In other words, with Sussmann’s lawyers soon to receive this cache of complaints against Durham’s team, watch for the corrupt media to be quoting those false charges by this weekend, spinning a narrative of a corrupt special counsel’s office.
Cleveland was, as far as I saw, the first to quote those charges and one of the only ones to do so before the weekend. But given that, in the past, she has presented evidence that undermined Durham’s conspiracy theories without admitting that they did, I’d say she qualifies for her own designation as corrupt. A self-fulfilling prediction!
That said, I suspect that Durham is trying to get ahead of something potentially more problematic.
In the Sussmann indictment, Durham needlessly referred to April Lorenzen — who had used the pseudonym “Tea Leaves” to speak of the Alfa Bank allegations in 2016 and who could have been referred to by that same pseudonym here — by the moniker “Originator-1.” That introduced additional confusion and with it implied, without charging Lorenzen, that she had made up the anomalous data at the core of the allegation. It’s sort of like referring to someone by the pseudonym “Forger-1” or “Lady-with-the-Knife-1” in an indictment; it respects DOJ’s rules against naming uncharged individuals, but does so in such a way that insinuates wrong-doing.
Indeed, in the indictment, Durham repeatedly called the anomalous data “purported,” barely hiding that he believes Lorenzen manufactured the data, even though a shit-ton of evidence from later in 2016 makes it clear Lorenzen believed the anomaly was real and important.
Durham’s treatment of Lorenzen is all the more problematic given that she was among those that, this NYT story credibly argued, Durham had cited out of context in the indictment.
The indictment quotes August emails from Ms. Lorenzen and Mr. Antonakakis worrying that they might not know if someone had faked the DNS data. But people familiar with the matter said the indictment omitted later discussion of reasons to doubt any attempt to spoof the overall pattern could go undetected.
[snip]
The indictment suggested Ms. Lorenzen’s reaction to the paper was guarded, describing an email from her as “stating, in part, that it was ‘plausible’ in the ‘narrow scope’ defined by” Mr. Joffe. But the text of her email displays enthusiasm.
“In the narrow scope of what you have defined above, I agree wholeheartedly that it is plausible,” she wrote, adding: “If the white paper intends to say that there are communications between at least Alfa and Trump, which are being intentionally hidden by Alfa and Trump I absolutely believe that is the case,” her email said.
So Lorenzen has good cause to be miffed with Durham’s insinuations in the indictment.
Which brings us to the passage that Cleveland face-planted on.
Durham brags that he has been so kind as to respond to Sussmann’s request for records suggesting that Durham’s team might be bullying or bribing witnesses.

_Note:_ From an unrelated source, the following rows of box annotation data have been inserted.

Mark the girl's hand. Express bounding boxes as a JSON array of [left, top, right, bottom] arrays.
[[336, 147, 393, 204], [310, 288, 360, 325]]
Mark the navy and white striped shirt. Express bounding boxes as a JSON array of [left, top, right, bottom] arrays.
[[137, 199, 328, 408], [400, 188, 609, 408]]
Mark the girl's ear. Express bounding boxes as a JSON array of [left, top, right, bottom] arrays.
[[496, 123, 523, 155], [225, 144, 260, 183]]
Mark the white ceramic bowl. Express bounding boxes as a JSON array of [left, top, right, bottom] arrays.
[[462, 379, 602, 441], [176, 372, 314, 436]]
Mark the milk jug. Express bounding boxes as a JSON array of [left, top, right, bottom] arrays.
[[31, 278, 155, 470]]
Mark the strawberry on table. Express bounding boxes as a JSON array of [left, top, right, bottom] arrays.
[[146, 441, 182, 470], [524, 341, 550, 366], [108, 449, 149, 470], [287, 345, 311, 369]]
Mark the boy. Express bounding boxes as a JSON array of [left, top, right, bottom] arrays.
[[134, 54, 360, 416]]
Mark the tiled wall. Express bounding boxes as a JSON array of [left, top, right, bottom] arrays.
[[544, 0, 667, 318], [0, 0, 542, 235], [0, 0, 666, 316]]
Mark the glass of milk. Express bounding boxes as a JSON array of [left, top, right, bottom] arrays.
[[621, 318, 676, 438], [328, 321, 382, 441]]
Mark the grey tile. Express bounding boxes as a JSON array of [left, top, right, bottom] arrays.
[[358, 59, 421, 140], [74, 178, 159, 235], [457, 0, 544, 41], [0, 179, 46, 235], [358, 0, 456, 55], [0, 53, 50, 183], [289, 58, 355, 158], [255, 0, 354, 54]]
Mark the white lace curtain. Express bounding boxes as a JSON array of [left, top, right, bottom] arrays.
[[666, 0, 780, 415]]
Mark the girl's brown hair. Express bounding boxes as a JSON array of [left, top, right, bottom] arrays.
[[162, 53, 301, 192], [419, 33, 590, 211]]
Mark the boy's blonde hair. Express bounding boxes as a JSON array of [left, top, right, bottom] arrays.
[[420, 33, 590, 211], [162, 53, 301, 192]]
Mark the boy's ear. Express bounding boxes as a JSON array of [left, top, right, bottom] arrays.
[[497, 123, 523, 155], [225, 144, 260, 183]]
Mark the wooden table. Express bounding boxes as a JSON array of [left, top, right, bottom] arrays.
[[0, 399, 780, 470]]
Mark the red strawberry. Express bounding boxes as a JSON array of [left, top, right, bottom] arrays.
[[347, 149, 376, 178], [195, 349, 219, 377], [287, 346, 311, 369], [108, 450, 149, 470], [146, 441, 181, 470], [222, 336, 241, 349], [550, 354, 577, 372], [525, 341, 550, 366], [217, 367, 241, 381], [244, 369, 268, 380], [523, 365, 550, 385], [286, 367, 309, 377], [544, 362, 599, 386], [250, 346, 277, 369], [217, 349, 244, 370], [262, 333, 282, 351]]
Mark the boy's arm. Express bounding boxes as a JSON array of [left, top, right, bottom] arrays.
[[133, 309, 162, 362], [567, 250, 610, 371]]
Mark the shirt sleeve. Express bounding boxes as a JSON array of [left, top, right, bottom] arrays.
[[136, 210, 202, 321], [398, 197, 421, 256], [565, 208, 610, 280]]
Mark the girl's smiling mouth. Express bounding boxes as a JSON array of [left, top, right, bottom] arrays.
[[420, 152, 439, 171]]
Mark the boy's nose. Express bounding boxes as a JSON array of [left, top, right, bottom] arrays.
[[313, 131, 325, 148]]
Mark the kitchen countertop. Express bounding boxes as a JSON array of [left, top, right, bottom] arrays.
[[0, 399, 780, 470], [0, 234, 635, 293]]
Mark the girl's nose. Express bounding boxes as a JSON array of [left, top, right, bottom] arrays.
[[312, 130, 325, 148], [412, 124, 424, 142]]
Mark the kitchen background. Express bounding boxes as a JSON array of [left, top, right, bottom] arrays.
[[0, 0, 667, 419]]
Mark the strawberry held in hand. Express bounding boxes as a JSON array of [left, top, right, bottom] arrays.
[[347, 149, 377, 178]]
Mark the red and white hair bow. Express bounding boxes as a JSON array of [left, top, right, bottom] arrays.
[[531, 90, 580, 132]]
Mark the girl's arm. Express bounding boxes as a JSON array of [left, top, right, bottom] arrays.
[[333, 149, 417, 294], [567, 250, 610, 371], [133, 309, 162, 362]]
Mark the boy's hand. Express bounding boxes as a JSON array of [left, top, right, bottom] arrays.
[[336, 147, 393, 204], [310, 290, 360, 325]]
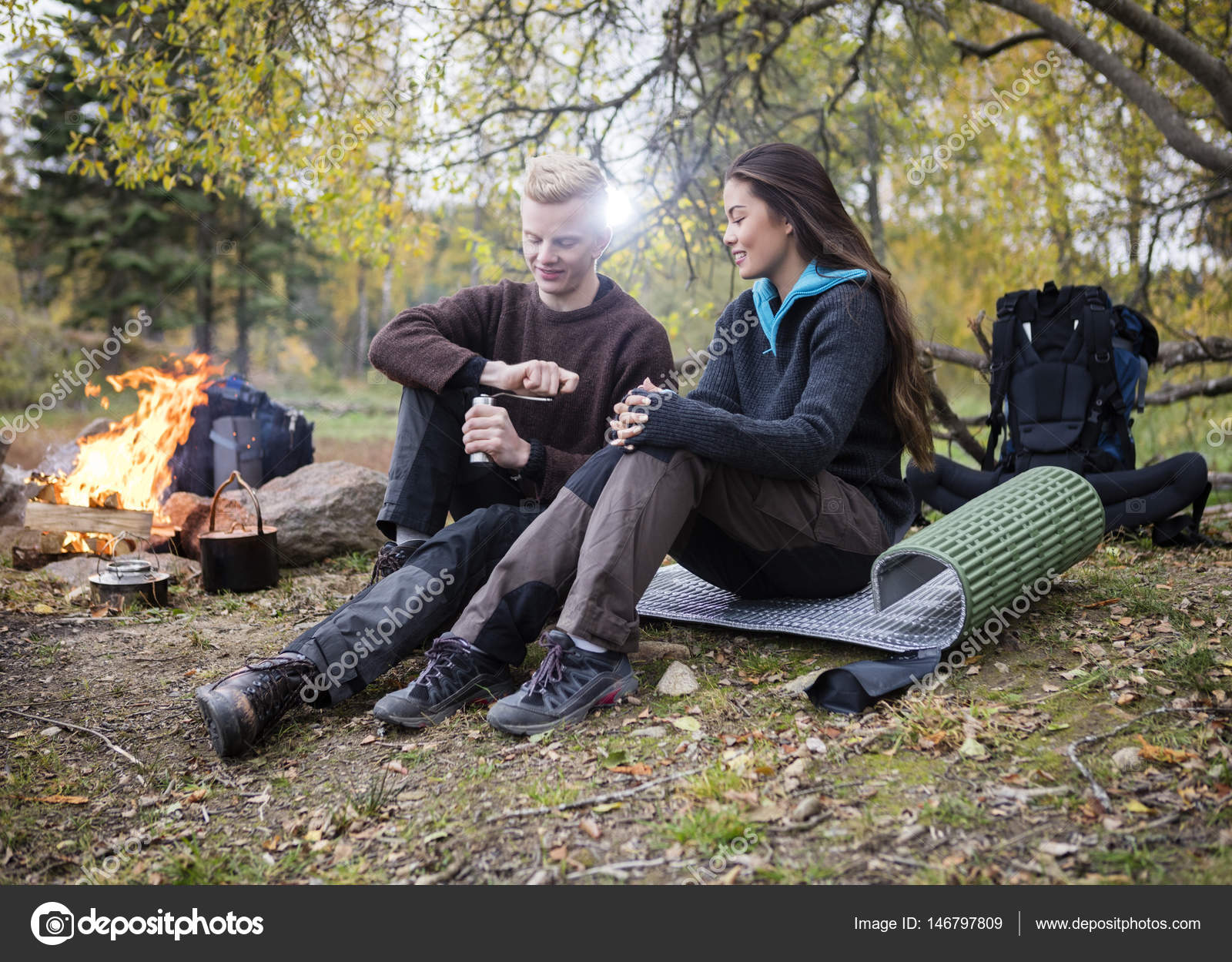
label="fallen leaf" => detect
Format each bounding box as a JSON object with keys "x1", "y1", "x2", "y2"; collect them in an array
[
  {"x1": 1137, "y1": 736, "x2": 1197, "y2": 765},
  {"x1": 959, "y1": 738, "x2": 988, "y2": 759},
  {"x1": 608, "y1": 763, "x2": 654, "y2": 778},
  {"x1": 21, "y1": 795, "x2": 90, "y2": 806}
]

On December 10, 2021, the defense requested, among other things, all of the prosecution team’s communications with counsel for witnesses or subjects in this investigation, including, “any records reflecting any consideration, concern, or threats from your office relating to those individuals’ or their counsels’ conduct. . . and all formal or informal complaints received by you or others” about the conduct of the Special Counsel’s Office.” Although communications with other counsel are rarely discoverable, especially this far in advance of trial, the Government expects to produce certain materials responsive to this request later this week. The Government notes that it is doing so despite the fact that certain counsel persistently have targeted prosecutors and investigators on the Special Counsel’s team with baseless and polemical attacks that unfairly malign and mischaracterize the conduct of this investigation. For example, certain counsel have falsely accused the Special Counsel’s Office of leaking information to the media and have mischaracterized efforts to warn witnesses of the consequences of false testimony or false statements as “threats” or “intimidation.” Despite the inflammatory and unfounded nature of these accusations, the Special Counsel’s Office intends to produce these materials to the defense to avoid any suggestion that it seeks to conceal these communications for some bad purpose.
Sussmann made this request after having been shown — months after he was indicted — James Baker’s interview reports with Durham’s team, which Sussmann’s lawyers noted at a December 8 status hearing had radically changed from his past sworn statements. Sussmann’s lawyers made it clear they may argue at trial that Baker’s testimony changed because Durham threatened to charge the former FBI lawyer if he didn’t change his story. And that’s clearly why, just days after seeing how dramatically Baker’s sworn testimony did change, Sussmann made this discovery request. Sussmann wants to test whether Durham has been pressuring witnesses — Baker, as well as others — to back Durham’s baseless conspiracy theories.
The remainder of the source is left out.